Above all, however, the survival of this water-loving species is intertwined with wetlands health and habitat preservation, say experts. These watery ecosystems are under ever greater threat as they’re degraded or converted for development, aquaculture or agriculture.
“Wherever a good population of these cats exist, the wetlands are still in good shape and would benefit from increased conservation vigilance,” says Adhya. Likewise, preserving these intact wetlands remains paramount for combating climate change, and for maintaining the diverse ecosystem services these watery enclaves provide, she adds.
For that reason, in her view, fishing cats have a “very important role” to play as ambassadors for endangered wetland ecosystems — standing out as a charismatic cat, albeit one perched on the smaller branch of the Felidae family, with its 45-plus species worldwide.
Promoting this ambassadorial role can help protect neglected wetlands, Adhya argues, pointing to a recent example in West Bengal’s Dankuni wetland complex.
This vast marshland in India’s east is a vital stronghold for fishing cats and numerous other species, but for decades the ecosystem suffered degradation from industry, water pollution and land conversion. After a long litigation battle brought by several NGOs, a declaration in 2022 protected all West Bengal state wetlands larger than 2.25 hectares (5.56 acres).
Adhya says this vital win came in part thanks to the lively presence of the fishing cat, which was declared West Bengal’s state animal back in 2012, and which today is recognized as a protected species and as a fascinating wetland specialist.

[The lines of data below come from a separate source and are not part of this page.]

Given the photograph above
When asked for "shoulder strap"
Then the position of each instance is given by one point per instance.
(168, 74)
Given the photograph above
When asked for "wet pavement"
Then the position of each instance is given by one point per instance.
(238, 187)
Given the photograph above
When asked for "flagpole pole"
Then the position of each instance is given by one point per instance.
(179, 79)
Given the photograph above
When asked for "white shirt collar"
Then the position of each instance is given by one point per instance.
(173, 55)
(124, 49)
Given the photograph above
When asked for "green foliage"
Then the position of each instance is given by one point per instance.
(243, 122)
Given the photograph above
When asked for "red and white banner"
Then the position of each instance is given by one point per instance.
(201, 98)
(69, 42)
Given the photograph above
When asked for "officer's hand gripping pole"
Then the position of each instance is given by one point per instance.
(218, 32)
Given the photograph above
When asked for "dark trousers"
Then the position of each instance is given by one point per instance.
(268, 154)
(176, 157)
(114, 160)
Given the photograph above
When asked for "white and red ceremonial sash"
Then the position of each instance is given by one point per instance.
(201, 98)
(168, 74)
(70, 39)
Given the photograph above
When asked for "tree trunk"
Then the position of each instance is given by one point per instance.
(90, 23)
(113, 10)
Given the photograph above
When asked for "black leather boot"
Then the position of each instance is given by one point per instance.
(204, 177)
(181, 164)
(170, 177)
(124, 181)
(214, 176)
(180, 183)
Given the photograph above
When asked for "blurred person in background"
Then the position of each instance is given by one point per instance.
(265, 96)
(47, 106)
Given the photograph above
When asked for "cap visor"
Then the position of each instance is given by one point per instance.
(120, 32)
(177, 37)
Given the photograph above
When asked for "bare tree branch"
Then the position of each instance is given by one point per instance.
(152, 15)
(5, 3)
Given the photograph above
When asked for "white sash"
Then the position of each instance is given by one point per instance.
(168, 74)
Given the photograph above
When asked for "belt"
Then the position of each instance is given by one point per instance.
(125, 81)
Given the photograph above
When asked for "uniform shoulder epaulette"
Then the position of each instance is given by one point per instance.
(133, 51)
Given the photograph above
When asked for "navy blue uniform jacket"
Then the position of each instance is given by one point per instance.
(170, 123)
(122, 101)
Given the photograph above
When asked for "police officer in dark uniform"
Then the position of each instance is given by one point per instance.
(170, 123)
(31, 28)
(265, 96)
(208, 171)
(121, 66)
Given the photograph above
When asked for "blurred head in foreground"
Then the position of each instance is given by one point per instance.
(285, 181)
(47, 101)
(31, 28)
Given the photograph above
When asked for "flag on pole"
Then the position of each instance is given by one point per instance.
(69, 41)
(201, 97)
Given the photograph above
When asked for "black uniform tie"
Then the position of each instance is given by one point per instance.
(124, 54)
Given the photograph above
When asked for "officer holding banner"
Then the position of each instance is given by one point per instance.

In 2020, the fishing cat became an ambassador species for Chilika Lake, a Ramsar site in India’s Odisha state, placing the cat at the forefront of wetland conservation there. By 2021, the first ever survey of the species in that locale was underway.
Adhya and her colleagues were at work in Chilika Lake, engaging with local communities and fisherfolk to build awareness, monitor fishing cat populations, and changing species perceptions. Year-round conservation surveillance is now carried out by trained fisherfolk.
“The … entire bigger vision is to link the healthy wetlands to fishing cat conservation and human sustenance,” Adhya explains. “We try to work to instill this feeling [of pride and responsibility] into the community.”
Other organizations in India are now deeply involved in fishing cat preservation, organizing successful Fishing Cat Protection Committees, youth camps, conservation initiatives and goat seed banks, which provide community members with livestock to support their livelihoods. Many members of such groups have gone on to form their own groups, with the result that hunting and killing of fishing cats has been reduced in some areas, according to Adhya.
“Awareness seems to have really kicked off in West Bengal,” she adds. “Over the years we’ve been able to create networks of people who now take up individual ventures for fishing cats. There’s a lot of eyes, ears and voices for fishing cats.”
She is now optimistic that concerted action can address smaller threats, such as human-wildlife conflict and hunting, by engaging and empowering communities and residents. “To keep the threat level low and not let it go beyond a certain threshold, I think the presence of conservationists is very important,” she says.
“However, in the bigger scheme of things, if development continues as it is, if business as it is continues, then fishing cats are not going to do well. Because wetlands are going to disappear.”
Joining hands to study and protect fishing cats
Since the Fishing Cat Project began in 2010, similar projects dedicated to protecting the species have blossomed in other range countries. There are now 13 such projects, all operating under the banner of the Fishing Cat Conservation Alliance (FCCA).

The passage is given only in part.